# Shelling in 10K Islands



## Half Shell (Jul 19, 2016)

The wife wants to go shelling this weekend in 10K islands. There was day a few years ago that I saw hundreds of nice conch shells covering one island but I was fishing not shelling, thus I failed to make any note of it. I have no idea where it was located now.

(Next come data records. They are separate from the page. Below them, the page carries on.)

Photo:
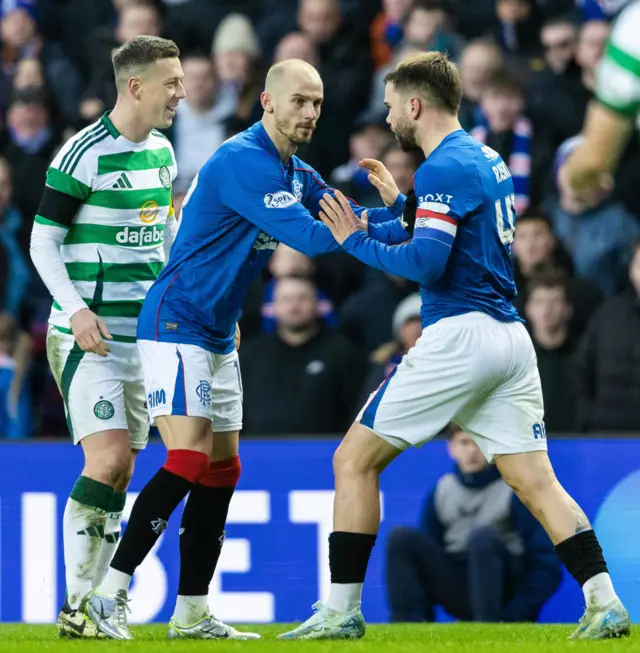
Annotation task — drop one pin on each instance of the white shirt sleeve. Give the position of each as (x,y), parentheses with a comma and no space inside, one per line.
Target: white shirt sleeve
(170,231)
(45,254)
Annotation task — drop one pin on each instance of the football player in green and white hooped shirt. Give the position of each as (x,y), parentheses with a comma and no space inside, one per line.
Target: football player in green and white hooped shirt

In other words... does anyone have a really good spot for finds lots of good sea shells somewhere between Marco and Lostmans?


----------



## Zika (Aug 6, 2015)

Was just down there (camped on Tiger Key) and didn't see a ton in any particular spot. But we were fishing also and not really looking. When we went through the briefing (and boating course), emphasis was placed on no-take of artifacts, including shells. Might earn a ticket from a ranger if you're within park boundaries. Plenty of mangrove islands and beaches north of the park boundary, however, and doubt FWC would raise an eyebrow.


----------



## Backcountry 16 (Mar 15, 2016)

Half Shell said:


> The wife wants to go shelling this weekend in 10K islands. There was day a few years ago that I saw hundreds of nice conch shells covering one island but I was fishing not shelling, thus I failed to make any note of it. I have no idea where it was located now.
> 
> In other words... does anyone have a really good spot for finds lots of good sea shells somewhere between Marco and Lostmans?

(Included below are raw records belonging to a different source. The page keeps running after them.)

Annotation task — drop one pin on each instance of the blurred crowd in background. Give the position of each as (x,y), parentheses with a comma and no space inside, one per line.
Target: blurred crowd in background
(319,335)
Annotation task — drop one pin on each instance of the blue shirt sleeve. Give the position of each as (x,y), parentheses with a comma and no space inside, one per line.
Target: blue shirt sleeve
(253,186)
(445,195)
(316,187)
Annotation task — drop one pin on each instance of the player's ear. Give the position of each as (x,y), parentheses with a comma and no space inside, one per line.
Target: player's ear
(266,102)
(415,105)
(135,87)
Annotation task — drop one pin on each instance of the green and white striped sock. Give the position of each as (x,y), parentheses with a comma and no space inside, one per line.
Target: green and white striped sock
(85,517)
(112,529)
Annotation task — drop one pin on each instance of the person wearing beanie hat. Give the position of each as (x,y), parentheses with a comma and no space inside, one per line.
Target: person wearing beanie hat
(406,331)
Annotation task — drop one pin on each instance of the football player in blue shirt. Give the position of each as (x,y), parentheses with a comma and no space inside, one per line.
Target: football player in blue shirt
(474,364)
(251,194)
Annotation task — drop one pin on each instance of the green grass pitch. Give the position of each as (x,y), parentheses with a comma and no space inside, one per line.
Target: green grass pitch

Panther or Whitehorse will be 2 pretty good spots with Whitehorse being first imo. Just remember to stay north of panther to stay outside park no shelling allowed on the park.


----------



## Big_Al336 (Jun 9, 2021)

Backcountry 16 said:


> Panther or Whitehorse will be 2 pretty good spots with Whitehorse being first imo. Just remember to stay north of panther to stay outside park no shelling allowed on the park.


Slightly off topic but I was down there a few weeks ago, saw this on white horse... Cuban raft maybe?


----------



## Gaudy (May 10, 2020)

Big_Al336 said:


> Slightly off topic but I was down there a few weeks ago, saw this on white horse... Cuban raft maybe?
> 
> I fish and camp around that area quite frequently and have seen that too. It looks like a nice little weekend project...a little gelcoat and paint and she'll be good as new!
> 
> View attachment 195865


----------